In our study, intracranial lesion did not significantly affect the outcome. Rudehill et al. [45] studied 1,500 patients and found that intracranial lesions did not affect the outcome significantly. However, Chastain et al. [46] studied both CT scan and MRI (T2 and flair) findings of their patients and found that CT scan findings did not predict the outcome but MRI findings predicted the outcome. Our finding was in keeping with their CT scan finding. That was because our patients did CT scan only as there was no MRI in our center and in our city. Nelson et al. [47] in 890 CT scans of traumatic brain injury studied found that extradural hematoma positively predicted outcome. In our study, patients with extradural hematoma had 100% favorable outcome. In contrast, patients with subdural hematoma had 63.64% favorable outcome and mortality of 27.72%. In subdural hematoma, the impact is severe compared to extradural hematoma, and parenchymal injuries associated with subdural hematoma play major role in outcome determination. While we are heading towards zero mortality in acute extradural hematoma as predicted by Bricolo and Pasut [48], acute subdural hematoma outcome has not been encouraging. Wilberger Jr. et al. [49] found that, in 101 patients with acute subdural hematoma studied, the mortality was 66% and favorable outcome was 19%. Lobato et al. [50] found that, in 64 patients with extradural hematoma they studied, the favorable outcome was 68.8%, while the mortality was 28.1%. They noted that mortality was restricted to those in coma. Ayub et al. [51] in 108 patients with acute extradural hematoma they studied found that the favorable outcome was 69% and mortality was 8%. In 107 patients with extradural hematoma studied by Bricolo and Pasut [48], the favorable outcome was 89% and mortality was 5%. In combined study of acute extradural and acute subdural hematoma by Taussky et al. [52], mortality among patients with acute subdural hematoma was 41%, while those with acute extradural hematoma had 3% mortality. These studies with our study showed marked improvement in outcome in extradural hematoma when compared with acute subdural hematoma.

5. Conclusion

Our study found that almost all motorcycle riders were not using crash helmet. We also found that the outcome was significantly related to severity of injury at presentation. Patients with acute extradural hematoma had better outcome than those with acute subdural hematoma.

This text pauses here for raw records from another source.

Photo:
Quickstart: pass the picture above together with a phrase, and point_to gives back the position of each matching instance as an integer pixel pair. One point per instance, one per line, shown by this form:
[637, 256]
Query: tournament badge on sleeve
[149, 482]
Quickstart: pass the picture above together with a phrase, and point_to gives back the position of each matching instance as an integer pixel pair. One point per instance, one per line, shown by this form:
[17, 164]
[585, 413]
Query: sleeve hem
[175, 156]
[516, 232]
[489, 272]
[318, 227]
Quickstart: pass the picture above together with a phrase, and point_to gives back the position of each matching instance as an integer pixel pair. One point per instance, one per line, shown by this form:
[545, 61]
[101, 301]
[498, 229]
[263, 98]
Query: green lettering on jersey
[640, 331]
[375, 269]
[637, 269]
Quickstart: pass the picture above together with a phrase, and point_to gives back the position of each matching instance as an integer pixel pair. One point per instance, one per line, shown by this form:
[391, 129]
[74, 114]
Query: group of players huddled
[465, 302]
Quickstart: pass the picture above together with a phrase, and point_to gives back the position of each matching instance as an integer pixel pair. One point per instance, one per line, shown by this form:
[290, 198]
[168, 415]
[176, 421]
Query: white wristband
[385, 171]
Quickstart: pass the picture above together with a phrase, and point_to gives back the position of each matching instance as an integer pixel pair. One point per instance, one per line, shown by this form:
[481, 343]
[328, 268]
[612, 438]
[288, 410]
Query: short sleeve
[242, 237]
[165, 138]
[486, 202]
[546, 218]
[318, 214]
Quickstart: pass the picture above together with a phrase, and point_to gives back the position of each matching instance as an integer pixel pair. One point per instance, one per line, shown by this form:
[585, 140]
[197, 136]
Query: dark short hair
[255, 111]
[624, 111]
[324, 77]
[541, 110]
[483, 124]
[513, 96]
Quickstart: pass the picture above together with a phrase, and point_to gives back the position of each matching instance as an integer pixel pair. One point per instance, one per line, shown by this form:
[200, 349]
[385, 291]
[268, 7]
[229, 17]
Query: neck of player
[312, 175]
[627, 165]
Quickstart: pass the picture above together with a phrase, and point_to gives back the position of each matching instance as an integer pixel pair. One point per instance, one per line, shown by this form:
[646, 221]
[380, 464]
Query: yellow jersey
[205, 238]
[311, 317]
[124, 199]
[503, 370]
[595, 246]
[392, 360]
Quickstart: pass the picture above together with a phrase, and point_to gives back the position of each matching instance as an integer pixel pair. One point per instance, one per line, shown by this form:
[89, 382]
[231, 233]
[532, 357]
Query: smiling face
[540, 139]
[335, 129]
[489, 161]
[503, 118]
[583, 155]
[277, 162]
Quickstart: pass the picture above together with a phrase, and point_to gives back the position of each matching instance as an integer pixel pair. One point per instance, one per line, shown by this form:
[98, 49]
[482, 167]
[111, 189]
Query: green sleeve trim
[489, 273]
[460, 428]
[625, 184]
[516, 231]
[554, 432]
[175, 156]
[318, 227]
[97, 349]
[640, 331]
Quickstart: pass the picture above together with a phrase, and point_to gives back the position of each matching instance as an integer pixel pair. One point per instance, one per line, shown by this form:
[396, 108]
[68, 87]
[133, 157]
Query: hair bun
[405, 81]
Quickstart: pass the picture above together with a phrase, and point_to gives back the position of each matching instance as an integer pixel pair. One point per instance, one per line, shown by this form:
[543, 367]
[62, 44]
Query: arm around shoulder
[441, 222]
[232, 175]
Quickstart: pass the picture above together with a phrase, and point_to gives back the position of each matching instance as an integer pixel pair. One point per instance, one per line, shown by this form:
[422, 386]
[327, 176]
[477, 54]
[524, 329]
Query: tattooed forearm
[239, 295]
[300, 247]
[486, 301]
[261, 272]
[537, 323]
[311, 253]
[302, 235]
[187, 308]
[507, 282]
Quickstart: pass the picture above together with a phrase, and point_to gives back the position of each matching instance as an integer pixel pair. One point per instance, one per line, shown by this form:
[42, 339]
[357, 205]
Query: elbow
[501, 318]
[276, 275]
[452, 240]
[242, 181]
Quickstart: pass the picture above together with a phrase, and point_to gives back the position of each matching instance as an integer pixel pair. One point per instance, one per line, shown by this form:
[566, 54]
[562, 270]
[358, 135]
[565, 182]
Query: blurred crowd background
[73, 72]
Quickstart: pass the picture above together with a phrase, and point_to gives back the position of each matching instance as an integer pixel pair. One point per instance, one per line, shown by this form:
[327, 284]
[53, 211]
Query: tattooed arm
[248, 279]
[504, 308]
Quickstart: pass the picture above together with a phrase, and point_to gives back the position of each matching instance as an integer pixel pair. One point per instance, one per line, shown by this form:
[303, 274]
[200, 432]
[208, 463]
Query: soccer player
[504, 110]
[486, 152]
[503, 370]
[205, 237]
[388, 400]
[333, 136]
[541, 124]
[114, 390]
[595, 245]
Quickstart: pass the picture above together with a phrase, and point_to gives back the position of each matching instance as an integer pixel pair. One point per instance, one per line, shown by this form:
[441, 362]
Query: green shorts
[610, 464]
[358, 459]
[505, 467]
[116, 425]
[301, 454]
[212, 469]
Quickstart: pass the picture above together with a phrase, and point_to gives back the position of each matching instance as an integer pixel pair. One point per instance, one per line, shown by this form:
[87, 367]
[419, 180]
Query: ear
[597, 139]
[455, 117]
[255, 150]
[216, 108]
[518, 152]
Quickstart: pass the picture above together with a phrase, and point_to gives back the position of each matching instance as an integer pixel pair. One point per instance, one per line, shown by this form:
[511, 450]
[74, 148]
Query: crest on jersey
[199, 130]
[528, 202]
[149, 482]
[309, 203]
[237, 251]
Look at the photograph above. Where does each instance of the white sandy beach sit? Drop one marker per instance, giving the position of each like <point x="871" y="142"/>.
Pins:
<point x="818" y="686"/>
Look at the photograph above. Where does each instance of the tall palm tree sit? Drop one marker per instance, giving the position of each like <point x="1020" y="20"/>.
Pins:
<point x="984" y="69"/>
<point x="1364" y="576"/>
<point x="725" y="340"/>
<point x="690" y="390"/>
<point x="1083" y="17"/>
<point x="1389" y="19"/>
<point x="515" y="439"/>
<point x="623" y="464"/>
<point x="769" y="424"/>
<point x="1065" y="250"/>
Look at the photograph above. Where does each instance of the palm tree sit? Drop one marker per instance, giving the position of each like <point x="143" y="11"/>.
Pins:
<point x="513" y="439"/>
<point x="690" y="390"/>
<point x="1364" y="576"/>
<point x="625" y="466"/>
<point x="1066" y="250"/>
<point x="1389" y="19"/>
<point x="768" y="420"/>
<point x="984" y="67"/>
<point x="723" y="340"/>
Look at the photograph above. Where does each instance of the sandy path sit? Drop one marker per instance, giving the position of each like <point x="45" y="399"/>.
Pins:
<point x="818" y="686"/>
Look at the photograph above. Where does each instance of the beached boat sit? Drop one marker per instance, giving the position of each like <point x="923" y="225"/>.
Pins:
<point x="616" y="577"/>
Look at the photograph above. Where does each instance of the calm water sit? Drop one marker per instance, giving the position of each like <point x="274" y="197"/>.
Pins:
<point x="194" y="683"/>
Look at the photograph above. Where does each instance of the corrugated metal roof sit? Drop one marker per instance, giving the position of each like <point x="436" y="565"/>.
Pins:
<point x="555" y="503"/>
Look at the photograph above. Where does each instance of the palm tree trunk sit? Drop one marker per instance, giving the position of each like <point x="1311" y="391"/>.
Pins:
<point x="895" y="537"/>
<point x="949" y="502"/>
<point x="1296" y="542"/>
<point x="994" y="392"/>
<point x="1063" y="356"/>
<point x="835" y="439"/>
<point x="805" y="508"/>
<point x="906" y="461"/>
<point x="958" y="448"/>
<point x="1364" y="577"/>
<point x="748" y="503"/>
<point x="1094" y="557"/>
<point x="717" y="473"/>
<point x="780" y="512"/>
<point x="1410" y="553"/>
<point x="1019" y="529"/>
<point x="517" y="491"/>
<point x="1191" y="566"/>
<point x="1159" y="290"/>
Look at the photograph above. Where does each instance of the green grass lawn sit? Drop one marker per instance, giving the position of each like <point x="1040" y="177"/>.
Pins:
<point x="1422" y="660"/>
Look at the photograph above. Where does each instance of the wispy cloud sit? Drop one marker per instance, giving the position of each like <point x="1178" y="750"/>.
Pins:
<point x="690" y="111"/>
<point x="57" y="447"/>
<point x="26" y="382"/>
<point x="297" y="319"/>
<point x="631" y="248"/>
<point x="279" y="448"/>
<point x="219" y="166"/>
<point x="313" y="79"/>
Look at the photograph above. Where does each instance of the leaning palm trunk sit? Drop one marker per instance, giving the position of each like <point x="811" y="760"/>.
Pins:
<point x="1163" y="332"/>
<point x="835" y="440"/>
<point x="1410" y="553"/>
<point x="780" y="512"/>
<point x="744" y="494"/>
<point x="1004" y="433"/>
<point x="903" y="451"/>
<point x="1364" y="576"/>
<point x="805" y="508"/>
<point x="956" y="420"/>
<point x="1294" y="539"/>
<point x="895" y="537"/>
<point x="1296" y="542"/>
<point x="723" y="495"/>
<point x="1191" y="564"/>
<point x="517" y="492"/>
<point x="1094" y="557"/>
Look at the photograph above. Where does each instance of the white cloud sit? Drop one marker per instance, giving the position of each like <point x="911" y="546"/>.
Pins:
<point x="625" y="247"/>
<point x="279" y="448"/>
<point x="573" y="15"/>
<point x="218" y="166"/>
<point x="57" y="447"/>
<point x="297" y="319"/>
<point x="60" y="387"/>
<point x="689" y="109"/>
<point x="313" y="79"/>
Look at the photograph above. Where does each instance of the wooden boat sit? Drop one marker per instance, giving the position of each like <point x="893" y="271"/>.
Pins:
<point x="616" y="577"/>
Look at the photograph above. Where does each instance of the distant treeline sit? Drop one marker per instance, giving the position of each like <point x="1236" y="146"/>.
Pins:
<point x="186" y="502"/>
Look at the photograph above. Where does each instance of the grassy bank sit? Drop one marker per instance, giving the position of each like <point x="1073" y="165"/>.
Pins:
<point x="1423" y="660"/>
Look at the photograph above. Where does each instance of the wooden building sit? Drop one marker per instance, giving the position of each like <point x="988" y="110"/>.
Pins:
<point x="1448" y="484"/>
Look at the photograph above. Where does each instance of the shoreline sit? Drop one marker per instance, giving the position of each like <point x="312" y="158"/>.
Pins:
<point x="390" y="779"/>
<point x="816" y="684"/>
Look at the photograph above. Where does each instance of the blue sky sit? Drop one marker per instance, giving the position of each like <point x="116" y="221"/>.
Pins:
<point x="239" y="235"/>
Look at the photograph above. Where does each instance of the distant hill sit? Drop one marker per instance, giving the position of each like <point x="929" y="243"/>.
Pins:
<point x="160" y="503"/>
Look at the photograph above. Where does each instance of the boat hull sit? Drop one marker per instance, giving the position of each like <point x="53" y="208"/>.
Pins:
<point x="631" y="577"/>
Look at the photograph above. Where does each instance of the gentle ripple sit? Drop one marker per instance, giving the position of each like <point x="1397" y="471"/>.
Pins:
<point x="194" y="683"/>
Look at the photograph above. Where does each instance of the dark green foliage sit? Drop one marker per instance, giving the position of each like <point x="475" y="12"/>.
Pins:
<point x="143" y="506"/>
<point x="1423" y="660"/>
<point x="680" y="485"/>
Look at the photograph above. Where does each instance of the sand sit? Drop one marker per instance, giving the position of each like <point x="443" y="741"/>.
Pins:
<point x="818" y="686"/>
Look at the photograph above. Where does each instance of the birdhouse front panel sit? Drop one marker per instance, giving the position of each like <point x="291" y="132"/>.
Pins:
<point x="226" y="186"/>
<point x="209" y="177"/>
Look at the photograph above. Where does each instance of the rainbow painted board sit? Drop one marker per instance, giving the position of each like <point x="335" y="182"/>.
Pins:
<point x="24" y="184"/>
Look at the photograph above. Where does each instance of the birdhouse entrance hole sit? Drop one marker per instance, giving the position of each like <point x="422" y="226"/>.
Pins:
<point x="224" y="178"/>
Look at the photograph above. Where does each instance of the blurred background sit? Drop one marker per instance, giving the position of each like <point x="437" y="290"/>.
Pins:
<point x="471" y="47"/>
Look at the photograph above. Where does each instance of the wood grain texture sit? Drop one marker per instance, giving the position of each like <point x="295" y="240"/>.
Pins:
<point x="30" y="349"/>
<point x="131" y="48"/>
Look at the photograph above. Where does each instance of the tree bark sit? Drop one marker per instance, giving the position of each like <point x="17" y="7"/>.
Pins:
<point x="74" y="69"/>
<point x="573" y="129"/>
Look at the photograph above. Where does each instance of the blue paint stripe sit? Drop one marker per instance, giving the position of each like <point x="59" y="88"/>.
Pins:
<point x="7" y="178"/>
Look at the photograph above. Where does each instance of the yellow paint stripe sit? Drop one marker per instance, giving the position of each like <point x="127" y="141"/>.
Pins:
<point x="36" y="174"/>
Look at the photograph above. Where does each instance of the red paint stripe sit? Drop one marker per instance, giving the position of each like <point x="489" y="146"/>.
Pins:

We believe that reasons advocated by opponents of helmet use were not strong enough to outweigh the protective effects of helmet. We thus recommend that the Federal Road Safety Corps (FRSC) in our country should broaden riders’ education and enforce road safety regulations and helmet use laws. Government should consider providing exclusive lanes for motorcycles in our cities.

Conflict of Interests

The authors declare that there is no conflict of interests regarding the publication of this paper.

Authors’ Contribution

Concept and design are done by Dr. Mathias Ogbonna Nnanna Nnadi, Dr. Olufemi Babatola Bankole, and Dr. Beleudanyo Gbalipre Fente. Data acquisition and analysis are done by Dr. Mathias Ogbonna Nnanna Nnadi. Literature search, paper preparation, review, and final approval are done by Dr. Olufemi Babatola Bankole, Dr. Mathias Ogbonna Nnanna Nnadi, and Dr. Beleudanyo Gbalipre Fente. Guarantor is Dr. Mathias Ogbonna Nnanna Nnadi.

Acknowledgment

This study is supported by University of Calabar Teaching Hospital, Calabar, Cross River State, Nigeria.